Israel dalam melakukan pembunuhan masal atau genosida atas warga Palestina tidak hanya meratakan seluruh gedung, masjid, gereja, rumah kediaman, rumah sakit, menembaki sampai mati ibu-ibu hamil dll. Namun, mereka juga menargetkan lembaga pendidikan dan kaum intelektual Palestina untuk dilenyapkan. Nampaknya Israel faham bahwa lembaga pendidikan adalah lembaga yang vital dalam menghasilkan kaum cerdik pandai yang akan memberikan arah perjuangan bangsa Palestina. Berbagai media internasional memberitakan dari Gaza, Israel telah meledakkan Universitas Israa di selatan Kota Gaza minggu kedua bulan Januari 2024 ini. Menurut sebuah posting di halaman Facebook sekolah, pasukan Israel telah merebut kampus beberapa bulan yang lalu dan telah mengubahnya menjadi pangkalan militer di mana Israel menginterogasi orang-orang Palestina yang ditahan.
Euro-Med Human Rights Monitor yang berpusat di Jenewa Swiss melaporkan bahwa mereka yang ditargetkan untuk dibunuh termasuk 17 orang yang memegang gelar profesor, 59 yang memegang gelar doktor, dan 18 yang memegang gelar master, kata kelompok hak asasi itu. Karena tantangan dengan dokumentasi yang disebabkan oleh kesulitan gerakan, gangguan komunikasi dan Internet, dan keberadaan ribuan individu yang belum ditemukan / hilang. Perkiraan Euro-Med Monitor menunjukkan bahwa ada jumlah tambahan akademisi yang ditargetkan, termasuk mereka yang memiliki gelar lanjutan, yang kematiannya belum dihitung.
Para akademisi yang ditargetkan belajar dan mengajar di berbagai disiplin ilmu, dan banyak dari ide-ide mereka berfungsi sebagai landasan penelitian akademis di universitas-universitas Jalur Gaza. Kelompok hak asasi manusia menambahkan bahwa mengingat penghancuran sistematis dan meluas oleh pasukan Israel terhadap bangunan budaya, termasuk lembaga-lembaga yang memiliki signifikansi sejarah yang besar, sangat mungkin bahwa Israel sengaja menargetkan setiap aspek kehidupan di Gaza.

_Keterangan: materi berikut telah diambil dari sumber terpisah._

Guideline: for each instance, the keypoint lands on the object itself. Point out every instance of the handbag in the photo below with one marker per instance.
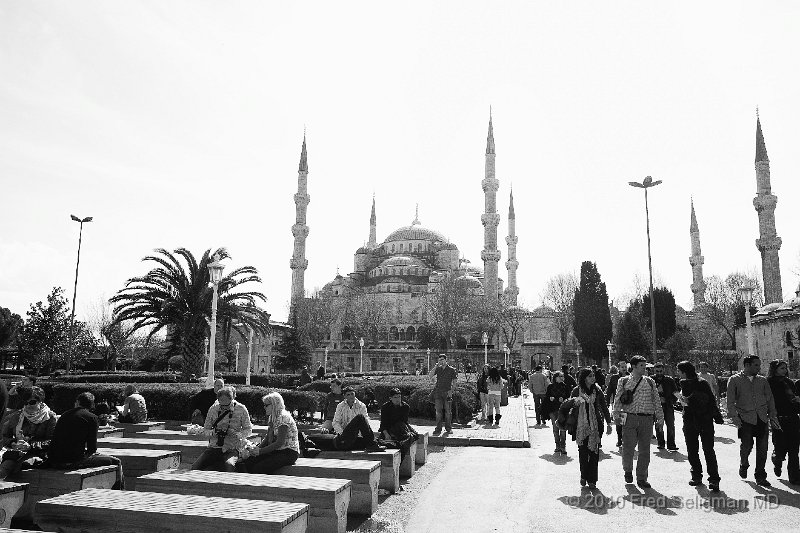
(627, 395)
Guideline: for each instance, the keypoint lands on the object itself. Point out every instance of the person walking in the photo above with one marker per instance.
(786, 440)
(700, 412)
(538, 383)
(556, 393)
(592, 411)
(636, 404)
(752, 410)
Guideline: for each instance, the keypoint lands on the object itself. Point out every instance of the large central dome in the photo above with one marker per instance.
(415, 232)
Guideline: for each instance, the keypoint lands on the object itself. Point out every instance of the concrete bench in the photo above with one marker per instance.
(390, 464)
(131, 429)
(328, 499)
(137, 463)
(45, 483)
(110, 431)
(101, 511)
(190, 449)
(12, 496)
(364, 476)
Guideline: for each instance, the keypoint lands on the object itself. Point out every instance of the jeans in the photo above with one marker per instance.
(705, 435)
(444, 406)
(787, 443)
(760, 433)
(669, 424)
(537, 404)
(560, 435)
(637, 433)
(268, 463)
(588, 462)
(215, 459)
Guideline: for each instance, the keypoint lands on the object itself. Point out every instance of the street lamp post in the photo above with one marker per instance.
(361, 350)
(746, 294)
(646, 184)
(215, 269)
(75, 291)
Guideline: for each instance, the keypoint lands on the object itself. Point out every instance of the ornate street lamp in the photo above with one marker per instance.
(215, 269)
(75, 291)
(646, 184)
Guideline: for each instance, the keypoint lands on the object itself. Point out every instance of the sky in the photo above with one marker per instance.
(179, 124)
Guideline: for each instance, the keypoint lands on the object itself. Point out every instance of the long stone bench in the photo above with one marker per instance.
(131, 429)
(101, 511)
(12, 496)
(328, 499)
(137, 463)
(364, 475)
(390, 464)
(190, 449)
(45, 483)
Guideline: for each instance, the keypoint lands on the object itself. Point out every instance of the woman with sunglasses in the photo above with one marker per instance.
(27, 433)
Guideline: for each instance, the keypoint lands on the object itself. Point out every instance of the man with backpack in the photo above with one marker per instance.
(636, 405)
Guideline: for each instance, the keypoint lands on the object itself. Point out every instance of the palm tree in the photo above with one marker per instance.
(178, 299)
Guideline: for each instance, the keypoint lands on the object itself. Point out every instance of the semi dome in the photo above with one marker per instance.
(415, 232)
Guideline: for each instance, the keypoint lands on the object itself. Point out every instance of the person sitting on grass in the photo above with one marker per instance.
(26, 433)
(350, 426)
(134, 410)
(74, 442)
(279, 448)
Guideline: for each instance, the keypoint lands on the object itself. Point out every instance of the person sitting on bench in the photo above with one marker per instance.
(227, 428)
(74, 442)
(350, 426)
(27, 433)
(134, 410)
(279, 448)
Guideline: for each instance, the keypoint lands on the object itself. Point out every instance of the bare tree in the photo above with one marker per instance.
(559, 293)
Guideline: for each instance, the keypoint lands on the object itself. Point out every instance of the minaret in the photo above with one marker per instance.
(490, 219)
(698, 286)
(768, 242)
(299, 263)
(512, 291)
(373, 226)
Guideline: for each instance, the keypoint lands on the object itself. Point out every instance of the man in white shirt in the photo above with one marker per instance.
(350, 426)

Israel secara sistematis menghancurkan setiap universitas di Jalur Gaza secara bertahap selama serangan lebih dari 100 hari. Tahap pertama termasuk pemboman universitas Islam dan Al-Azhar. Universitas-universitas lain mengalami serangan serupa; beberapa, seperti Universitas Al-Israa di Gaza selatan, hancur total setelah awalnya digunakan sebagai barak militer. Media Israel merilis klip video pada hari Rabu 17 Januari 2024, Menurut perkiraan awal, serangan Israel yang sedang berlangsung di Jalur Gaza telah mengakibatkan kematian ratusan mahasiswa, lapor Euro-Med Monitor. Kelompok hak asasi manusia menunjukkan bahwa menghancurkan universitas dan membunuh akademisi dan mahasiswa akan membuat lebih sulit untuk melanjutkan kehidupan universitas dan akademik ketika genosida berakhir, mengatakan mungkin diperlukan waktu bertahun-tahun untuk studi dilanjutkan di lingkungan yang telah hancur total.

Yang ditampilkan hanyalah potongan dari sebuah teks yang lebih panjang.